Ciò che spingeva don Milani ad agire in modo così deciso e temerario, era la sua libertà interiore: "Una qualità morale - scrive monsignor Ravasi - che si conquista e si perfeziona ogni giorno... con un esercizio severo che suppone riflessione, volontà, coraggio.
Che significa rischiare persino di andare controcorrente, forse anche in mezzo al sarcasmo o alle beffe". Don Milani aveva di mira non la carriera, il quieto vivere, una pensione serena, scelte egoistiche di chi ha deciso di vivere solo per se stesso. Aveva di mira solo di "volare" e di "far spiccare il volo" ai pedoni che incontrava, senza lasciarsi tarpare le ali, insegnar loro a rifiutarsi
di restare pedoni per timore di chi, per chissà quale mandato divino, aveva deciso di sezionare la società in "cretini" e intelligenti, ricchi e poveri, padroni e servi.

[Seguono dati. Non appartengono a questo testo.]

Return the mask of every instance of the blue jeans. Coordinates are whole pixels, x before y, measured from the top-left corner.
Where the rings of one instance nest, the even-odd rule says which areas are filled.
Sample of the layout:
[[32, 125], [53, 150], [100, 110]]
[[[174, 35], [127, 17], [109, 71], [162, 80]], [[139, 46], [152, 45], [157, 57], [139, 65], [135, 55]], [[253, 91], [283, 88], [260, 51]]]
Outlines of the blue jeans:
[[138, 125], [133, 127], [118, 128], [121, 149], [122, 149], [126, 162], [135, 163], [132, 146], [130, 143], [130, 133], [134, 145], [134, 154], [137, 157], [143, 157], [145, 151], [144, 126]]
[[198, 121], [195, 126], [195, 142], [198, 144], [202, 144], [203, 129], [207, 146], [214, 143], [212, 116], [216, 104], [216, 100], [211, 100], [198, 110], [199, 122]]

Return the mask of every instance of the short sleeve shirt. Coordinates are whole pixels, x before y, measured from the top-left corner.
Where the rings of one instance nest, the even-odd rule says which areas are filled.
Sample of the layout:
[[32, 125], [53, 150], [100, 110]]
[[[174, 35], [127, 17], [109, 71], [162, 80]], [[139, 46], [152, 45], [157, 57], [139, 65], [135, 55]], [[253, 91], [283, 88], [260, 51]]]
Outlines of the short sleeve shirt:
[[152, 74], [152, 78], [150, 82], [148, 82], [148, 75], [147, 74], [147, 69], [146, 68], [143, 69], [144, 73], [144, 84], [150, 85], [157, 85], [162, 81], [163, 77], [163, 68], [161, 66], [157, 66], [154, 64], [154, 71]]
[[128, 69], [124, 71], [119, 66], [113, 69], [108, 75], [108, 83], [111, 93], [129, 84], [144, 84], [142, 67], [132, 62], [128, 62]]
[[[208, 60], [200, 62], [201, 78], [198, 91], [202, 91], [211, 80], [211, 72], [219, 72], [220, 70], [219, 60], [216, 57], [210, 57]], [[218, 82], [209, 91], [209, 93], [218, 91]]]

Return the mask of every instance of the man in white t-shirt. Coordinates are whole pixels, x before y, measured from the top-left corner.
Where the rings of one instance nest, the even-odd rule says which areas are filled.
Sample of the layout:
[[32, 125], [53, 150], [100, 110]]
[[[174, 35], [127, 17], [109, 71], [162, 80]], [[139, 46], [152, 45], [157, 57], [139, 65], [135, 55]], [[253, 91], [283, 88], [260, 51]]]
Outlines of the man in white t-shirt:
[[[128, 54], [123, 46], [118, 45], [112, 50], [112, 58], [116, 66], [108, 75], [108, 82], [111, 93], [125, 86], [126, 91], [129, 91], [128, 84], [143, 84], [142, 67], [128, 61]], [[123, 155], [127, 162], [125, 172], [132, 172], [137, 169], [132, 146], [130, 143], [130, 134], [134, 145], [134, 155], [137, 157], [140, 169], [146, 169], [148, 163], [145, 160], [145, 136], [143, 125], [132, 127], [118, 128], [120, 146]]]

Cosciente della sua dignità di uomo, si sentiva chiamato da Dio a dare il suo apporto alla redenzione dei fratelli che incontrava o che gli venivano affidati dai suoi superiori. Grazie al suo
impegno e al suo contributo, la scuola è cambiata, l'obiezione di coscienza si è affermata, la distanza tra le autorità religiose e politiche e i loro collaboratori si è accorciata, anche se,
certi titoli da sapore medioevale: Eminenza, Eccellenza, Monsignore..., titoli che il nuovo vescovo di Città di Castello, Domenico Cancian, definisce "non molto evangelici" ( La Voce del 2 Novembre, pagina 11), stanno ancora lì a segnare la linea di demarcazione che separa chi ha ricevuto più responsabilità da chi ne ha ricevuta meno, ma tutti ugualmente responsabili
della diffusione del Vangelo.
A 40 anni di distanza dalla morte di don Lorenzo Milani, cosa ci resta del suo insegnamento, della sua testimonianza?
Direi, un richiamo a noi tutti a "spiccare il volo", a non rimanere "pedoni". A usare la libertà interiore per volare alto, senza lasciarsi tarpare le ali della propria dignità da quanti pretendono, con la scusa di servirci, di asservirci per giustificare le loro difficoltà umane e deficienze spirituali.
Essere servi di Cristo, sì, ma di lui solo, l'unico vero uomo che ha saputo per prima servire e dare la vita per gli uomini. Servi suoi e non di altri, è il messaggio che don Milani ci ha lasciato, frutto della sua libertà interiore mai narcotizzata dalle lusinghe del quieto vivere, di cui spesso noi, inconsapevoli pedoni, facciamo fatica a rinunciare.